Environmental permits, information and damage

This cross-cutting theme is now closed for comments.

You can read comments made since the start of the Red Tape Challenge in April 2011 below.

You can also still submit comments to the Red Tape Challenge inbox by clicking here.

The environmental permitting regulations set the operating conditions for businesses through a permitting framework. Its risk based approach includes a hierarchy of permits from those that are tailor made for larger, more risky operations to simple registrations and exemptions from permitting for less risky operations. Permitting operations include industrial installations, mobile plant waste and extractive waste, those discharging to water and/or groundwater and radioactive substances activities.

The environmental information regulations aim to involve the public in environmental matters by giving them the right of access to environmental information held by public authorities.

The environmental damage regulations oblige operators to take steps to prevent serious environmental damage from occurring or, where it does occur, to make good such damage in line with the polluter pays principle.

You can find 3 regulations that relate to environmental permits, information and damage below to the left.

Environmental Information Regulations 2004 (EIRs)

Increase access to environmental information in order to increase public participation in environmental decision-making, inform debate, and increase awareness of environmental matters.

EU regulation

Read More… (opens in a new window)

Environmental Permitting Regulations 2010

The Regulations provide a risk based framework to control activities that could cause pollution.

 UK regulation

Read More… (opens in a new window)

Environmental Damage (Prevention and Remediation) Regulations 2009

The regulations place obligations on operators to make good serious cases of damage to the environment, transposing the provisions of the EU Environmental Liability Directive.

 UK regulation

Read More… (opens in a new window)

Tell us what you think should happen to these regulations and why, being specific where possible:

For example, you might consider how the application process for permits could be further improved or the requirements for smaller businesses further simplified.

119 responses to Environmental permits, information and damage

  • Dave Dingle said on June 1, 2011 at 4:47 pm

    The Environmental Permitting Regulations allow The Env. Agency to produce charging schemes and determine the content of applications. This results in far too complicated Schemes and application requirements.

  • John Murray said on May 27, 2011 at 7:36 am

    I am surprised at how this legislation is preventing eg Environment Agency from exerting proper control on activities which affect the environment eg groundwater. This could be disastrous and should be reconsidered.

  • Tina Easterlow said on May 26, 2011 at 11:10 am

    EPCs are not relevant for holiday lettings – my agent can’t cope with supplying Access Statements let alone EP information and as all energy is included the holiday maker couldn’t care less about energy efficiency. Obviously, I will make my property as energy-efficient as I can to save myself money – I don’t need prompting by you. By the way, putting EPC into your search engine results in a not-found message!
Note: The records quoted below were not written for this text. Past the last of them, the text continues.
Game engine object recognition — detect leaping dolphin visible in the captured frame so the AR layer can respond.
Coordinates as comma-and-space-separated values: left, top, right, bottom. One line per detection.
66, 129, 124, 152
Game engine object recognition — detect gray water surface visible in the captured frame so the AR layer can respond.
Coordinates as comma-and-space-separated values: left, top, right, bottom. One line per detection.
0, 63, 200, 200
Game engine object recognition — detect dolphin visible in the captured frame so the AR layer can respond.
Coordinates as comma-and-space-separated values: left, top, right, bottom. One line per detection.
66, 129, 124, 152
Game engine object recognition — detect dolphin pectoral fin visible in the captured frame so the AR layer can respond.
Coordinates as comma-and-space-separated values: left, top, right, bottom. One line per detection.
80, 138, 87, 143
  • Alex Brown said on May 24, 2011 at 5:53 pm

    As a regulator responsible for Environmental Damage Regulations, this new peice of legislation appears so far to be ineffectual not really fit for purpose. Various other regulations exist allowing regulators to rectify ‘environmental damage’ and any gaps (an EU requirements) would be better off plugging in exisiting water / contaminated land legislation than keeping these Regs.

  • Brian Richards said on May 20, 2011 at 10:09 am

    These should be left as they are since they are essential in ensuring that true sustainable development is realised and that we manage our impacts on the environment.

  • jon Lloyd said on May 19, 2011 at 7:47 pm

    I’ve just had an EPc carried out to comply with new regs. for holiday letting; what a farce, not the surveyors’ fault but the way the survey is carried out and calculations done make the results meaningless, all due to the fee, which for me is thankfully small, but I would rather give the money to the Red Cross and be given a worthless certificate.

  • Stephen Last said on May 18, 2011 at 2:36 pm

    I am commenting on my own behalf’ and CIWEM’s Policy Team will also send responses from CIWEM.

    I feel that the regulations need to be left as they are. Working in water and waste engineering I have been around long enough to remember how it used to be before these regulations and although I deplore bureaucracy, equally the effects of allowing relaxation would only be very short lived, before the costs and liabilities overtook the gains.

    We already have a huge environmental burden hidden below the ground from previous more relaxed practices. We simply cannot afford to go back. We have to look as these regulations as something the UK should rightly be proud of, and like the Germans before us, use the lead this body of regulations gives our environmental industries to develop to export world class environmental expertise in products and services. I can already see this happening, notably in the waste process and treatment industry, where before long our home grown technology will be beating the Europeans and the Brits will soon take back the lead and be selling Solid Waste Treatment Plants back to the Germans and Austrians who started in the lead only 5 years ago.

  • Mark Allen said on May 15, 2011 at 8:55 pm

    I feel that the regulations need to be left as they are. Any percieved bureaucracy is needed to ensure that the environment is protected from all environmental pollution , and that overall the ” polluter pays” .

    If so called red tape is cut then the environment is at risk from dangerous pollution and over exploitation.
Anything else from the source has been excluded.